Some of the positive things, like the overall quality of education, cultural and recreational activities and quality of living are harder to measure, says Flaherty. We need to look beyond the numbers.
Donald Janezic, chief financial officer of the Fairfield-based Bigelow Tea, says the cost differential between doing business in Connecticut and at his company's other facilities in Kentucky and Idaho has eroded over the past few years, but is still significant.
It's great that we're trying to improve our position, but if other states improve theirs, too, we won't move up in rank, so we can't let our rank in this report be the only way we gauge how successful our efforts are, Janezic says.
DataCore's recommendations include the creation of viable, prudent public and private policy decisions designed to revive a Connecticut manufacturing sector which has become increasingly non-competitive over the last 20 years.
Abromaitis says the state has taken steps in the last three years to improve the business climate in Connecticut and, while small, manufacturing employment increased in the state by 0.25 percent, the first increase in 13 years.

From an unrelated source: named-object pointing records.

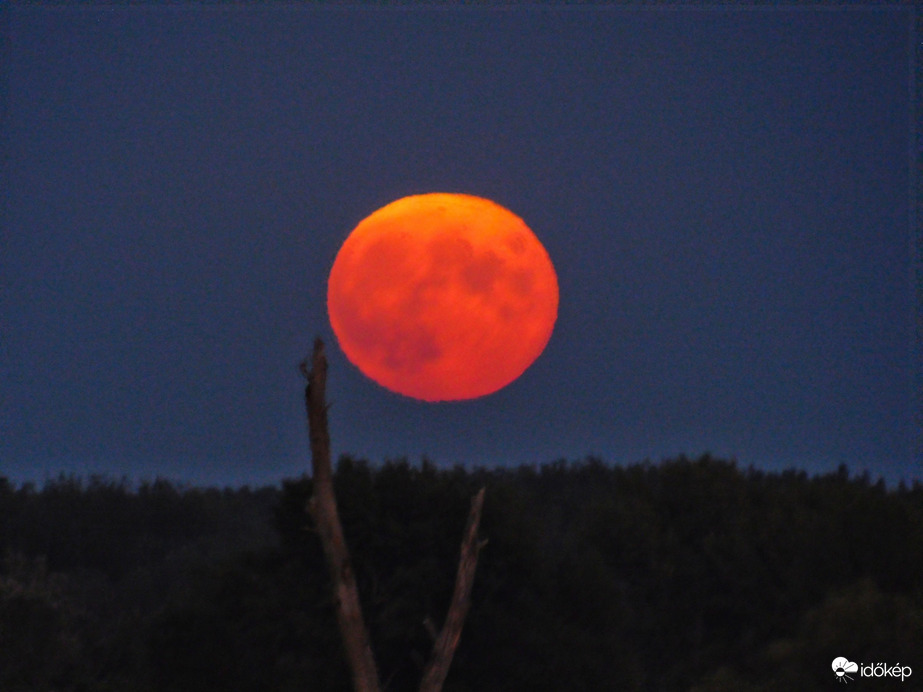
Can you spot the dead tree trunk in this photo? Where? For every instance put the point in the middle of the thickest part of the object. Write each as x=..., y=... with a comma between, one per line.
x=323, y=508
x=444, y=648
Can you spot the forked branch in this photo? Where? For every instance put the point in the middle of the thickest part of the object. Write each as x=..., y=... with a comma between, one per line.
x=323, y=509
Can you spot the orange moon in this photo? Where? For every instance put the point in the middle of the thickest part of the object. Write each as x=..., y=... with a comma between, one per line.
x=442, y=296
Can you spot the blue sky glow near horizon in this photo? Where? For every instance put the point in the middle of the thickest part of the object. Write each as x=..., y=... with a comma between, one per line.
x=724, y=193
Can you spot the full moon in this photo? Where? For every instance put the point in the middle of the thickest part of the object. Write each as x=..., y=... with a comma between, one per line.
x=442, y=296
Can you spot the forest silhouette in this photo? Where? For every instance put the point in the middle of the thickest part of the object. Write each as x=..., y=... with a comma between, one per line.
x=690, y=574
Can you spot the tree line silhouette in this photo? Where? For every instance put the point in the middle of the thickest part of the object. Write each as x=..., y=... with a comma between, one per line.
x=691, y=574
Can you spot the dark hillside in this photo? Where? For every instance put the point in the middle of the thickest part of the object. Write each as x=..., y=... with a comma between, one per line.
x=689, y=574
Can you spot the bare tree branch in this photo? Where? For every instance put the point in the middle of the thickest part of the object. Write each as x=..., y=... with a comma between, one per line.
x=323, y=508
x=444, y=649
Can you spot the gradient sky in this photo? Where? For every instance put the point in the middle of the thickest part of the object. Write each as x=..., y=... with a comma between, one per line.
x=725, y=194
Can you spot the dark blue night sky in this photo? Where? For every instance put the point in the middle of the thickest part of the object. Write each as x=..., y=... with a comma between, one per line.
x=725, y=194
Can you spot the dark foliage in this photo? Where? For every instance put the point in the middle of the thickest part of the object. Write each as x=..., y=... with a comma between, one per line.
x=690, y=574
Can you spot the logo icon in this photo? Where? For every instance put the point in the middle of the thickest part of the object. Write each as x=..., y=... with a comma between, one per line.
x=843, y=666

And the value of manufacturing shipments in the state is still more than $44 billion annually.
The state has also begun an industry cluster initiative, a public-private project to identify industry groups that hold the key to Connecticut's economic future, according to Abromaitis.
Manufacturing, high technology, financial services, health services, telecommunications and tourism have been targeted as the primary industries that will fuel the state's economy in the future.
This month, an economic competitiveness package of recommendations will be presented to Rowland that includes legislative, regulatory and organizational changes which should give competitive advantages to those in targeted industries.
And MAC isn't through with its work, either.
The second phase of the project will include case studies that more clearly define the factors that go into the decisions about selecting a manufacturing location and survey manufacturers regarding their concerns and priorities about costs.
The third phase will be to use all the data from the first two to develop a five-year Manufacturing Competitiveness plan.
Manufacturing is still very important to Connecticut's economy, Johnson says, and it's important to remember that, in addition to a lot of positive things, the report was based on the most current data available, some of which dates back to 1993.
I can't say we're happy with the results, Johnson says, but it does show us where we are now and where we need to go.
When trying to discuss these issues in the past with legislators, we could always cite anecdotal stories, but we never had the numbers to quantify what we were complaining about. Now we do, Johnson says.
The response has been universal, adds Johnson. We need to work a lot harder to keep jobs and companies here.